Gene may allow non-hormone male contraception
Friday, 25 May 2012
The discovery of a gene essential for sperm maturation could eventually lead to development of non-hormonal male contraception, experts predict. They say it could also help in the search for a treatment for male infertility.
The gene Katnal1 is crucial for sperm to be able to mature, researchers report today in PLoS Genetics. Their work, in mice, showed that the gene is essential to control the breakdown and rebuilding of microtubules, which support and provide nutrients to developing sperm. Mice modified not to carry the gene were infertile.

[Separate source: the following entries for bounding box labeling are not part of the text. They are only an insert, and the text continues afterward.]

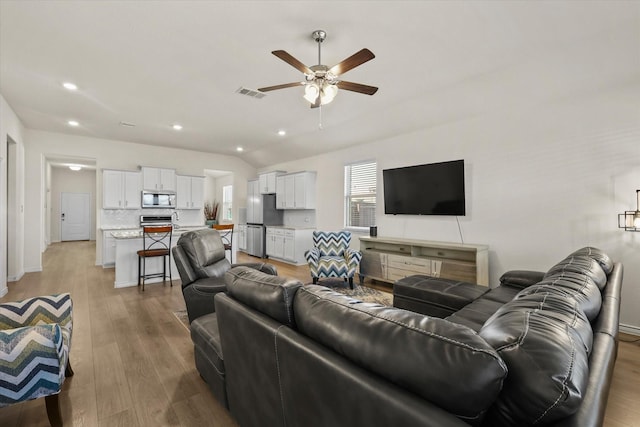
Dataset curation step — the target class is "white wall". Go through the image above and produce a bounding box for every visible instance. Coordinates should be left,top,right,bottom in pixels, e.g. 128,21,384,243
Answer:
50,167,96,242
24,129,256,271
0,94,24,297
265,80,640,333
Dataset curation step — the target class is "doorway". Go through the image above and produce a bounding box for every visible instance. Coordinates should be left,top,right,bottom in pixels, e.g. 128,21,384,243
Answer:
60,192,91,242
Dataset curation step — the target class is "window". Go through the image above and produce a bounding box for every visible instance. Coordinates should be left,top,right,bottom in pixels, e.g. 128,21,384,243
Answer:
222,185,233,221
344,162,377,227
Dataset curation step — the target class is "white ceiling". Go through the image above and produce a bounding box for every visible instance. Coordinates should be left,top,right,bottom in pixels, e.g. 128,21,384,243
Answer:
0,0,640,167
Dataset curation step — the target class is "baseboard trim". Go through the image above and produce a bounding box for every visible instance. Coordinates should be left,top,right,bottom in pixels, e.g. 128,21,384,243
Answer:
7,271,24,282
620,323,640,337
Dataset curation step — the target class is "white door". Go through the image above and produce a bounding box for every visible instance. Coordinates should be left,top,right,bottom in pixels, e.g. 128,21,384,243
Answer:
60,193,91,242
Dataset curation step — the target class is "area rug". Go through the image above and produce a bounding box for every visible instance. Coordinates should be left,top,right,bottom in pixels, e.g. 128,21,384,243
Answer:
173,279,393,331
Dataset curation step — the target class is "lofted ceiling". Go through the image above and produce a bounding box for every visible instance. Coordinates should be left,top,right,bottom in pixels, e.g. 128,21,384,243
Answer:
0,0,640,168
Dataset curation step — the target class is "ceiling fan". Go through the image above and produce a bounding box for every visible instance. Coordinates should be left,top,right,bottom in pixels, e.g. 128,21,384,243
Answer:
258,30,378,108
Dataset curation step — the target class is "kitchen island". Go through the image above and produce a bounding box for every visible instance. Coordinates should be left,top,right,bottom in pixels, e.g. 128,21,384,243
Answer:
110,226,206,288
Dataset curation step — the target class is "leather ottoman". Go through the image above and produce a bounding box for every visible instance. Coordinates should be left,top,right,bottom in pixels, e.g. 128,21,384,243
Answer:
393,275,489,318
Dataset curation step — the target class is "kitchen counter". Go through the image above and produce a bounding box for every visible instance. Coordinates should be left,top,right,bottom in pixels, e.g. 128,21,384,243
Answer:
111,225,208,239
265,225,316,230
110,225,207,288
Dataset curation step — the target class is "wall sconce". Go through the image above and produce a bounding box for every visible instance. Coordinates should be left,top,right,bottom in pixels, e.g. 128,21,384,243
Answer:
618,190,640,231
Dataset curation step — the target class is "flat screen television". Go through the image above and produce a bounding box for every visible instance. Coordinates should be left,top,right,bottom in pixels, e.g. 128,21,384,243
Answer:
382,160,465,216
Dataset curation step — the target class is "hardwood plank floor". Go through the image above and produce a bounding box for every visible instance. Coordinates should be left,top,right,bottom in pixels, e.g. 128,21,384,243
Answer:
0,242,640,427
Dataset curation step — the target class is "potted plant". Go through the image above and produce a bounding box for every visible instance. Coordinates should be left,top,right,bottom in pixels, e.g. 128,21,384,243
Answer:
204,202,218,226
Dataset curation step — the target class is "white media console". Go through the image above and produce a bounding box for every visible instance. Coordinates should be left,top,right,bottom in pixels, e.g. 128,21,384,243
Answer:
360,236,489,286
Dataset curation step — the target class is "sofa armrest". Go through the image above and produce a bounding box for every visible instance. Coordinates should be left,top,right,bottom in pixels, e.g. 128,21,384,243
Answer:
500,270,545,289
172,245,198,288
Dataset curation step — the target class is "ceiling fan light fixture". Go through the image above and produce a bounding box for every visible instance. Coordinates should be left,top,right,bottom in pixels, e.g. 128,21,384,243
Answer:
320,84,338,105
304,83,320,104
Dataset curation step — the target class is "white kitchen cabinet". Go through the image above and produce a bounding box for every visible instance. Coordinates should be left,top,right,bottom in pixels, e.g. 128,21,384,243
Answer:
247,179,263,224
142,166,176,191
276,172,316,209
235,224,247,251
102,231,116,268
102,169,142,209
176,175,204,209
258,171,285,194
266,227,313,265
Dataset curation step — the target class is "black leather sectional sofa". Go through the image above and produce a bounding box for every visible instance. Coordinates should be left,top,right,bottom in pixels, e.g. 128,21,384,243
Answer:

The study’s authors, led from the University of Edinburgh, hope that if they could regulate the gene in men’s testes then sperm would be unable to mature fully, and thus rendered ineffective. This, they say, would provide an alternative to male contraceptives that work by disrupting hormone production, which can lead men to suffer mood swings, irritability and acne.
They say that their discovery could also prove important in the search for treatment for some cases of male infertility, when malfunction of the Katnal1 gene means that sperm do not properly develop.

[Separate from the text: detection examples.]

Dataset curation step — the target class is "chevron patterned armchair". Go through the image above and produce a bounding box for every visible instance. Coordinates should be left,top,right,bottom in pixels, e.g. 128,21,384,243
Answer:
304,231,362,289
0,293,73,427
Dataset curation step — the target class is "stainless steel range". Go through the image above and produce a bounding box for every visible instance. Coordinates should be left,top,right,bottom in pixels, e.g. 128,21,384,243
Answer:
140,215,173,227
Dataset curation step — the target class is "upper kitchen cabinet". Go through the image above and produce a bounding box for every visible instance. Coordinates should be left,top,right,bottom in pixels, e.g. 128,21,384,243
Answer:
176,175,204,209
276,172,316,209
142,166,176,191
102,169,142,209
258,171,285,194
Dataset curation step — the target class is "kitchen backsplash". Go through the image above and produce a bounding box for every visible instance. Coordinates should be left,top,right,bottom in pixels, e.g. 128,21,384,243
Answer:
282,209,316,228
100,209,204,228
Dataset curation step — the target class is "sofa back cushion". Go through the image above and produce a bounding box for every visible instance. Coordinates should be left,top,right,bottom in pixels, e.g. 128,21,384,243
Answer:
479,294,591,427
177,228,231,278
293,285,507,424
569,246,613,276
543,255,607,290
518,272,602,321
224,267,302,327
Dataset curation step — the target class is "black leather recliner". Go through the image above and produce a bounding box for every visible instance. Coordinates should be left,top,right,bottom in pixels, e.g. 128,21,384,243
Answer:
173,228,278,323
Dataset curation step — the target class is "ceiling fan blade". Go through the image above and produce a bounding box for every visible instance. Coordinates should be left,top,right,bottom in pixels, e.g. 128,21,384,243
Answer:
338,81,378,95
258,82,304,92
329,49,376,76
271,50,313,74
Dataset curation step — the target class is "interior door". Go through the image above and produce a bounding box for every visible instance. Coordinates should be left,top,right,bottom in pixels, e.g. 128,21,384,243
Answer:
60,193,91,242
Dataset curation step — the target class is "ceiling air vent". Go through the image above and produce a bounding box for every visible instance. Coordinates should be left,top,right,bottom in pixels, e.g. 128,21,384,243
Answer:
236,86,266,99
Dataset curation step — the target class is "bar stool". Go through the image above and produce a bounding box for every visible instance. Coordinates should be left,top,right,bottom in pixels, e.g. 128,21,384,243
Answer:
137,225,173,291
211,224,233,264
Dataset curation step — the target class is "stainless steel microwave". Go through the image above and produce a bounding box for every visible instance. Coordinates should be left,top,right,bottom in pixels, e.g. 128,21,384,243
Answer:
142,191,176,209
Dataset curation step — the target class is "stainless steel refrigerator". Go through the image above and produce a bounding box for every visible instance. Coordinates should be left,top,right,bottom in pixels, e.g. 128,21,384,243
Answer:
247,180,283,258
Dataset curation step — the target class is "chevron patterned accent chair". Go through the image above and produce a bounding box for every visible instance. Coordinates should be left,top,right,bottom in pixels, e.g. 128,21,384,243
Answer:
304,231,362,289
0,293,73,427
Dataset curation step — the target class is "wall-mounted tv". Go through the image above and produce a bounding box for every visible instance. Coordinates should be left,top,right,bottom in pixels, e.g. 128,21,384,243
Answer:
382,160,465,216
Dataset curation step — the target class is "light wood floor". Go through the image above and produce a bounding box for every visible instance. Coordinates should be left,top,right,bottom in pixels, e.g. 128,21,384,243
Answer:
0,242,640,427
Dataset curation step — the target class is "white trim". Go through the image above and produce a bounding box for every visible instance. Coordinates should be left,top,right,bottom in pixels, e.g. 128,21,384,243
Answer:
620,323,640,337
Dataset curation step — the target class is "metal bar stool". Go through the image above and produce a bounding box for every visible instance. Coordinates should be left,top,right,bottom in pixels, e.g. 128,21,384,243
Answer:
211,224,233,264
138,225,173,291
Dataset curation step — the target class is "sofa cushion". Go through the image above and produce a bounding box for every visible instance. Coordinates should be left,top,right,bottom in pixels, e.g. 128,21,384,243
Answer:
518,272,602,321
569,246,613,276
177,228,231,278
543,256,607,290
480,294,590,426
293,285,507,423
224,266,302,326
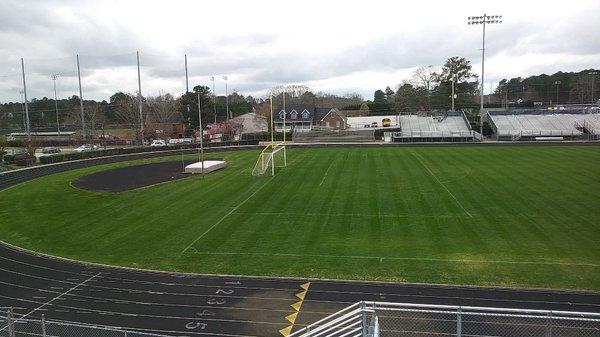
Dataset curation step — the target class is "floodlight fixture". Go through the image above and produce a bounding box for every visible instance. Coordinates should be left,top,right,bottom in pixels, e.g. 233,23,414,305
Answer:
467,14,502,139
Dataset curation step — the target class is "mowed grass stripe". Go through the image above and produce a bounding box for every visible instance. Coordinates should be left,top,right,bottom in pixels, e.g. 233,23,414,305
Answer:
0,146,600,289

Dr Lee Smith, reader in genetic endocrinology at the university’s Centre for Reproductive Health, said: “If we can find a way to target this gene in the testes, we could potentially develop a non-hormonal contraceptive.
“The important thing is that the effects of such a drug would be reversible because Katnal1 only affects sperm cells in the later stages of development, so it would not hinder the early stages of sperm production and the overall ability to produce sperm.”
He concluded: “Although other research is being carried out into non-hormonal male contraceptives, identification of a gene that controls sperm production in the way Katnal1 does is a unique and significant step forward in our understanding of testis biology.”